Mas os vandalismos nao ficavam somente nesse rapaz. Um outro de nome Clifton, simulava umas tosses tão altas que pareciam se tratar de um tuberculoso. Era o professor proferir uma frase, lá vinha um “purrute” gerado por Clifton.
Alexandre Belo, outro anormal, conseguia soltar flatos dos mais podres possíveis, ao simples toque na barriga. Se quisesse soltar cinqüenta em 10 minutos, ele conseguia. E todos com o mesmo teor destrutivo. Da mesma forma que conseguia acumular catarro verde com a mesma facilidade.
As aulas, principalmente as de matemática da saudosa professora Umbelina e as de física do grande professor Araújo eram as mais prejudicadas. Era um festival de bufas e purrutes que impossibilitavam qualquer explanação vinda dos professores.
Quando o professor conseguia um pouco de silencio, alguém pegava a bata de outro colega ou um caderno e arremessava no quadro negro, a centímetros da cabeça do professor em questão.
Um belo dia, numa risadagem sem fim que acontecia na ala de trás, o professor queria saber o motivo de tanta gargalhada.
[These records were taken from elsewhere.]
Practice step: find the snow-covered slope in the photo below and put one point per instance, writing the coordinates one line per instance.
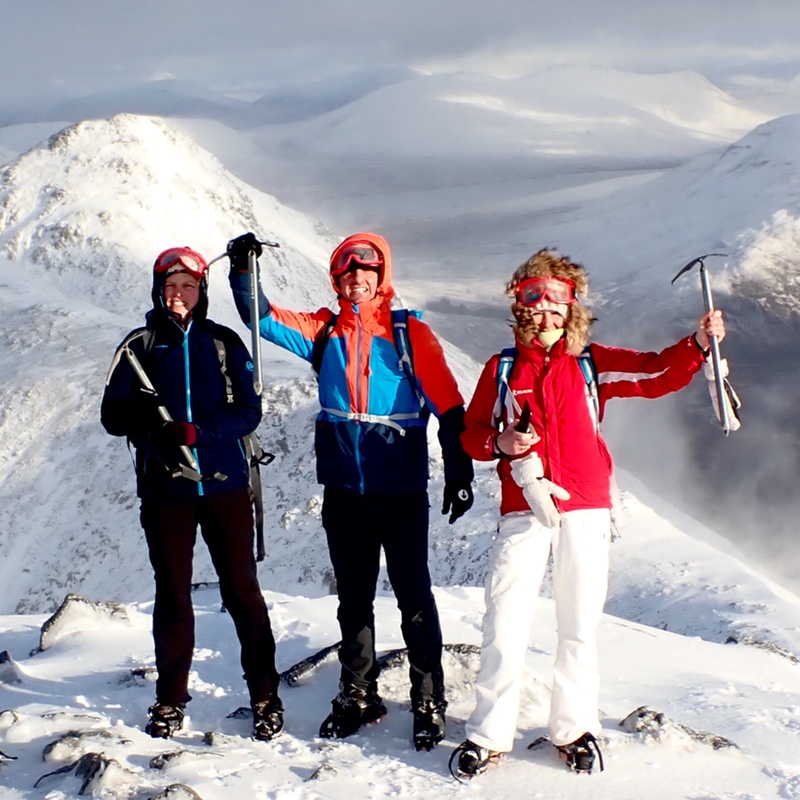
(690, 633)
(83, 216)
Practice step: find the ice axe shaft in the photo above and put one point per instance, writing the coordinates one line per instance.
(253, 273)
(716, 360)
(255, 316)
(162, 411)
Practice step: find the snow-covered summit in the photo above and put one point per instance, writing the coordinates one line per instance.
(88, 210)
(83, 216)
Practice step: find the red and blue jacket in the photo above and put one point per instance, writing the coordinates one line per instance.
(371, 431)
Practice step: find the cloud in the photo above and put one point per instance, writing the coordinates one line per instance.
(83, 46)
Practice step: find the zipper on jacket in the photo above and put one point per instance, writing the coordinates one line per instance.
(189, 398)
(359, 339)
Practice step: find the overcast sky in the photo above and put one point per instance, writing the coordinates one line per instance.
(82, 46)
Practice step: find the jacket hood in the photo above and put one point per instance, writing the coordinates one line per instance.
(546, 263)
(385, 288)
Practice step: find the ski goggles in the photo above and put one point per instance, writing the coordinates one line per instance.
(181, 259)
(533, 291)
(355, 255)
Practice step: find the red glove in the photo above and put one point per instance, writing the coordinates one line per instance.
(179, 433)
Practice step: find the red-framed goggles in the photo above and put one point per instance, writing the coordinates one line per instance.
(355, 255)
(533, 291)
(181, 259)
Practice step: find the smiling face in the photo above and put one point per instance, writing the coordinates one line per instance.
(358, 285)
(548, 320)
(181, 293)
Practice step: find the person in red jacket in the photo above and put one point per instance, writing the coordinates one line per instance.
(556, 478)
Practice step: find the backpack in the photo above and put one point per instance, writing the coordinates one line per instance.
(255, 455)
(504, 397)
(402, 343)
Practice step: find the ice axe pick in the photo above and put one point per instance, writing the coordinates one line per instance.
(719, 380)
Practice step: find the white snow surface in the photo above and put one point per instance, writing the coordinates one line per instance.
(633, 153)
(675, 600)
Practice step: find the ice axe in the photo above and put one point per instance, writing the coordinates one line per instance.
(255, 315)
(725, 402)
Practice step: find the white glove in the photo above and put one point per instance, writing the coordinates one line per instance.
(528, 474)
(731, 399)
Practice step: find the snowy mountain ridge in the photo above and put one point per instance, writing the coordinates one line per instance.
(82, 218)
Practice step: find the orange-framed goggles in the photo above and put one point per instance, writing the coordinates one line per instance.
(355, 255)
(181, 259)
(533, 291)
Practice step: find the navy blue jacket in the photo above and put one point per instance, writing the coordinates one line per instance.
(184, 367)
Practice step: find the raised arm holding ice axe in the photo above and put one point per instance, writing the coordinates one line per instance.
(723, 397)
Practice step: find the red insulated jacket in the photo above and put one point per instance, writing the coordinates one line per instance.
(573, 453)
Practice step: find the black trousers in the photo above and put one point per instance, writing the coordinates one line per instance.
(226, 524)
(357, 526)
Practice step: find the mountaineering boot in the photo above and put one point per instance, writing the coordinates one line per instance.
(469, 760)
(580, 754)
(164, 721)
(352, 708)
(267, 719)
(429, 723)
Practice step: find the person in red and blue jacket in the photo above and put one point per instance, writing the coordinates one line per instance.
(556, 496)
(372, 458)
(192, 470)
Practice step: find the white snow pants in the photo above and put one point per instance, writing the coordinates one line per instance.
(517, 563)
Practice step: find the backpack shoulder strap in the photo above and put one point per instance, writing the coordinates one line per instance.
(320, 343)
(402, 343)
(219, 344)
(505, 397)
(589, 371)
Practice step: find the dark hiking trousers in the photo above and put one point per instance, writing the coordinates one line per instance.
(357, 526)
(226, 524)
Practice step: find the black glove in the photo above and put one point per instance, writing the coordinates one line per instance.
(239, 249)
(458, 499)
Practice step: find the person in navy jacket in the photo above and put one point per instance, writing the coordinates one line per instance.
(191, 470)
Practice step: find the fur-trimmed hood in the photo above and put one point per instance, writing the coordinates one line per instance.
(544, 263)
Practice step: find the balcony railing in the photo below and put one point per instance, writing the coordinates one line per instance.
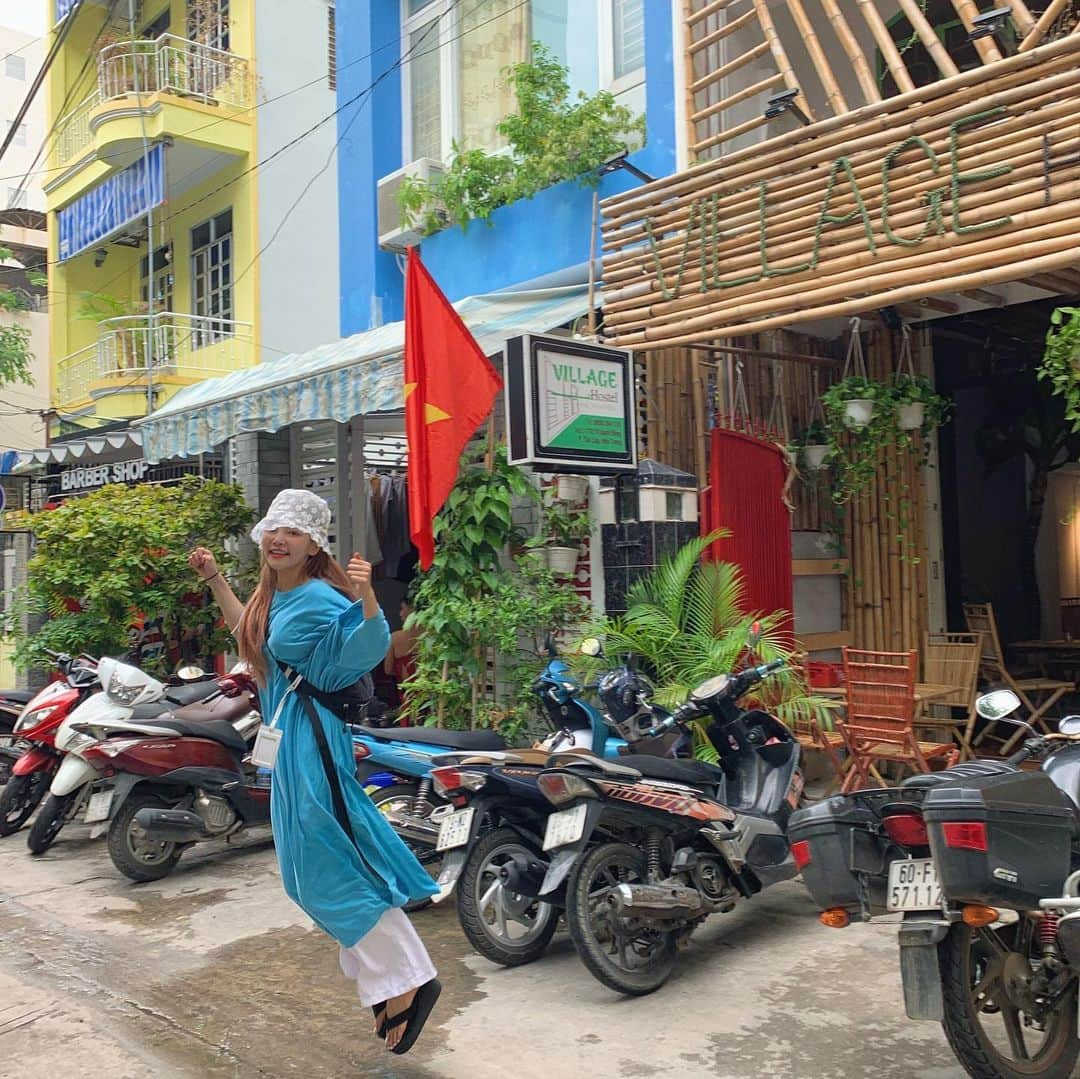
(166, 65)
(175, 66)
(133, 348)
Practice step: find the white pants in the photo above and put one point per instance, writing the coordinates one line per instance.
(388, 960)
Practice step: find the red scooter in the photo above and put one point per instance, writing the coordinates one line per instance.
(36, 757)
(175, 791)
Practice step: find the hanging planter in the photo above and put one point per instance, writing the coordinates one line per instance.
(571, 488)
(562, 561)
(909, 416)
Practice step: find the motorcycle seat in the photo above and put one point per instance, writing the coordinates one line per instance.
(476, 740)
(970, 769)
(216, 730)
(190, 693)
(220, 707)
(694, 772)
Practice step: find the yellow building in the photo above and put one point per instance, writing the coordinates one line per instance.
(161, 112)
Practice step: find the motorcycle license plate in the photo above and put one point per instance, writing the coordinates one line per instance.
(913, 886)
(97, 808)
(565, 827)
(455, 831)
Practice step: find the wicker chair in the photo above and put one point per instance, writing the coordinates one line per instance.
(879, 726)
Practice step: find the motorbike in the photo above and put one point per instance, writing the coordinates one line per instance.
(395, 764)
(34, 758)
(80, 784)
(181, 778)
(982, 862)
(650, 847)
(493, 844)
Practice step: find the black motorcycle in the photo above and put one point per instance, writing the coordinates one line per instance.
(983, 863)
(653, 846)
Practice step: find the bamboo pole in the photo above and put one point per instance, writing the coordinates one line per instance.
(1050, 257)
(818, 58)
(888, 268)
(700, 422)
(752, 91)
(967, 10)
(732, 66)
(739, 252)
(886, 45)
(1053, 94)
(1045, 22)
(842, 30)
(839, 127)
(779, 54)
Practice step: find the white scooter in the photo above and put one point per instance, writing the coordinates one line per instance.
(130, 699)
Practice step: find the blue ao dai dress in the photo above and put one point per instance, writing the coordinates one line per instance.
(326, 638)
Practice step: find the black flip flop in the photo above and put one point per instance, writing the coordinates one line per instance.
(416, 1015)
(379, 1011)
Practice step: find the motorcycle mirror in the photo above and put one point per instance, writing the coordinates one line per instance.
(1069, 725)
(997, 704)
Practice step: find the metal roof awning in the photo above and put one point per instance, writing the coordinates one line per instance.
(96, 445)
(355, 375)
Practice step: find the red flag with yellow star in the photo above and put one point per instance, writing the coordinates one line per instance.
(449, 390)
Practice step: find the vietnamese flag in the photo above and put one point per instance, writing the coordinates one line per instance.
(449, 390)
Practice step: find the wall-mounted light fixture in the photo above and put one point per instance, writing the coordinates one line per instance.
(780, 104)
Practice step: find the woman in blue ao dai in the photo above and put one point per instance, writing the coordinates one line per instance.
(326, 625)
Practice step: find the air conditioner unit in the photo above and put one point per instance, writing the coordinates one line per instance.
(392, 235)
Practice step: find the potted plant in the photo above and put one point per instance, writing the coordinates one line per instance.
(917, 404)
(571, 488)
(811, 445)
(561, 538)
(854, 401)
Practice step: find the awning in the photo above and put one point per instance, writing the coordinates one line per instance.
(355, 375)
(77, 448)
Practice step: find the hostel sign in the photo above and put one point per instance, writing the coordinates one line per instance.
(969, 183)
(569, 405)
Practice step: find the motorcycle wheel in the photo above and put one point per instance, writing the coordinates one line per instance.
(993, 1036)
(48, 823)
(133, 852)
(401, 796)
(626, 955)
(19, 798)
(503, 927)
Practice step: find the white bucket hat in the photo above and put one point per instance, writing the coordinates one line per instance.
(301, 510)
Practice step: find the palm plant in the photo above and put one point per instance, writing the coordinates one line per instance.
(686, 622)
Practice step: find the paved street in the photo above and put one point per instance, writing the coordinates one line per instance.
(213, 973)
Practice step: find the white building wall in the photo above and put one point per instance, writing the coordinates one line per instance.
(298, 271)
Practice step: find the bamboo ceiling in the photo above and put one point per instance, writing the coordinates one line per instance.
(950, 187)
Eis que Rainer Patriota disse:
- Professor, estão perguntando aqui se o senhor gosta de tomar chá de minhápika?
- Chá de que, meu filho?, perguntou o professor.
- Minhápika, professor, minhápika.
A gargalhada foi geral. Mas isso foi demais pra paciência do professor Araújo, que se retirou da sala e exigiu que a sala inteira levasse suspensão. Levamos a tal suspensão e só pudemos assistir aula novamente se levássemos um dos pais pra uma reunião, e eles ainda tinham que assinar um termo de responsabilidade.
Os nerds ficaram doentes de raiva, dizendo que iriam entregar quem ficava peidando e quem ficava dando os purrutes, alem de que iriam entregar quem jogava objetos no quadro. Se calaram na primeira ameaça de uma surra bem dada.
No dia seguinte à suspensão, foi realizada a tal reunião. Minha mãe foi minha acompanhante nesse acareamento tão humilhante. Aí que foi meu erro, que foi o detonador de um fato que até os meus últimos dias de escola ainda era motivo de chacota.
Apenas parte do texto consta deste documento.